L’amélioration de la plus grande Mercedes Berline s’est faite sur fond de retour aux sources avec le fameux 6 cylindres en ligne désormais proposé. Quelques changements légers sont aussi intervenus sur la face avant de la Classe S mais aussi dans le cockpit du vaisseau.

Les premiers changements constatés

Produite à 4 millions d’exemplaires depuis 1972, la classe S dans sa nouvelle version inaugure une esthétique légèrement retouchée notamment par l’apparition d’une calandre à trois lames. Cette petite dotation est quasiment l’élément le plus visible extérieurement.

Certes, la partie basse du bouclier prend aussi un petit lifting mais c’est tout. A l’intérieur, on ne peut s’empêcher de refaire connaissance avec le spectaculaire tableau de bord à deux écrans haute résolution. Ces deux écrans devenus aussi la marque de Mercedes sont protégés par un verre commun à peine visible. L’ambiance dans l’habitacle reste toujours soignée même si un nouveau volant à trois branches est proposé changeant de facto l’image globale avec la génération précédente. Autre nouveauté, c’est le programme baptisé « Energizing » qui propose plusieurs ambiances de confort, associant correctement sièges massants et ventilés. Côté gadget, on pourrait facilement moduler l’intensité et le type d’éclairage ainsi que du parfum d’ambiance. La nouvelle Classe S est définitivement un Spa Roulant.

Mercedes ne doit tous ces points positifs de convivialité à l’intérieur de sa nouvelle classe S que grâce au confort royal de la suspension pneumatique, doublée du “Magic Body Control” déjà présent avant le restylage. Le système, via des caméras situées en haut du pare-brise et des multiples capteurs, anticipe les changements de revêtement et adapte la suspension aux irrégularités.

La nouveauté, c’est que le châssis se penche désormais dans les virages, un peu comme sur le coupé Classe S pour atténuer le ressenti de la courbe. Tous les veinards passagers qui ont pu prendre place à bord durant notre trajet l’ont très bien apprécié et ont été tous bluffés.

Le retour du 6 cylindres en ligne comme grande nouveauté

Doté d’une transmission intégrale de 9 rapports, le 2,9 litres Diesel d’une puissance de 340 ch , donne une capacité de reprise du moteur, (c’est à dire le couple) de 700Nm dès 1200 tours, exactement comme sur le 8 cylindres en V à essence de 4 litres de 469 ch. Inutile de rappeler les bienfaits du 6 cylindres en ligne que sont le manque de vibrations, la douceur et le silence incontestables du moteur. Mercedes a pris le risque du retour au passé et cela semble lui fonctionner, tant mieux ! Côté consommation, la firme de Stuttgart défend le 5,6L au 100 km difficilement constaté sur le terrain mais c’est quand même difficile de faire mieux si on est pas une Classe S AMG.

La voiture de plus en plus autonome à nos portes ! 
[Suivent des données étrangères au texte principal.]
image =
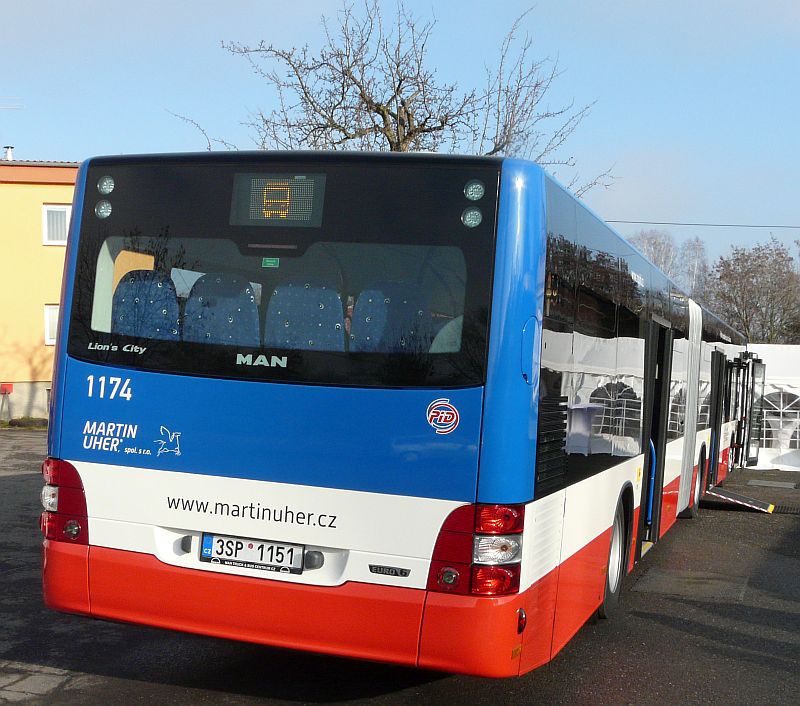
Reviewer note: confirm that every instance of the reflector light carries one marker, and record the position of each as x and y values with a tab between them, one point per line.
495	580
499	519
471	217
50	498
496	549
72	529
102	209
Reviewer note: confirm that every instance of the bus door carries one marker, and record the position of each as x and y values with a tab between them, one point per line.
755	418
655	411
719	373
743	398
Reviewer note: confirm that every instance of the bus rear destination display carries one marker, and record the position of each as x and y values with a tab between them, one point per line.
283	200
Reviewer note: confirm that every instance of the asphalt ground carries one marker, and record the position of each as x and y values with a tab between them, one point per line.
710	616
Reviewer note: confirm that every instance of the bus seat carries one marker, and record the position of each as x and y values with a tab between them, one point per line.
391	317
222	309
145	305
305	316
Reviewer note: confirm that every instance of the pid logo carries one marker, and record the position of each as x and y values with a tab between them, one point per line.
442	416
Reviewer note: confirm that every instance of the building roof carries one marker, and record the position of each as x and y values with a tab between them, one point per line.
36	172
36	163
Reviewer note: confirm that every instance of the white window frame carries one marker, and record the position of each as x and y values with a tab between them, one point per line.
50	310
54	207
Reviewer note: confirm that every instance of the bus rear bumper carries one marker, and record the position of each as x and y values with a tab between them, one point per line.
354	620
384	623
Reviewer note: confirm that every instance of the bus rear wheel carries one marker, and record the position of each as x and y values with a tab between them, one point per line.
616	564
693	510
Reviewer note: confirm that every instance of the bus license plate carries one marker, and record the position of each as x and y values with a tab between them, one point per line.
252	553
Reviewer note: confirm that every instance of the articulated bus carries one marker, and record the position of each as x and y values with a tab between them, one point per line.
421	409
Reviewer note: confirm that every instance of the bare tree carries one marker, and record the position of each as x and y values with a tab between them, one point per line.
693	268
758	291
370	87
660	248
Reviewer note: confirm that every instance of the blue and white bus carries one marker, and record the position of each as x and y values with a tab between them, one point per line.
421	409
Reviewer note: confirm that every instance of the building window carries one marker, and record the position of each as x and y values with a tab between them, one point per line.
50	324
55	224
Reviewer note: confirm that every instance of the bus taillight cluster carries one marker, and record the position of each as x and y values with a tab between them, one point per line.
64	518
478	551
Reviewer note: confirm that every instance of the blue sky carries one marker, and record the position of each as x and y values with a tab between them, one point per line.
698	102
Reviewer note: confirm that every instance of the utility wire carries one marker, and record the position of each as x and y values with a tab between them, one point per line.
708	225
Même si la classe S a été la berline de luxe la plus vendue du monde entier en 2016, les ingénieurs du fabricant allemand n’ont pas froids aux yeux pour proposer une autre nouveauté en matière de conduite intelligente. En effet et à condition que le chauffeur reste attentif a l’environnement, il suffira d’actionner le clignotant et le changement de file se fait automatiquement. La nouvelle classe S de deux tonnes sait aussi ralentir seule à l’approche des ronds-points et des courbes, il sait se caler sur les limitations de vitesse en analysant les données GPS et retour des multiples caméras installés sur sa silhouette.  

En conclusion, la nouvelle classe S n’accorde toujours pas la moindre petite place à ses rivales Audi A8 et BMW série 7 et ceci depuis sa première génération même si ces dernières se raffinent sérieusement. Elle bénéficie d’une suprématie presque unique même si nous avons constaté tout de même que ses assistances sont complexes et pas toujours efficaces. Quant au tarif de base, il faudra débourser au minima 98.700€…C’est le prix à payer pour sa majesté!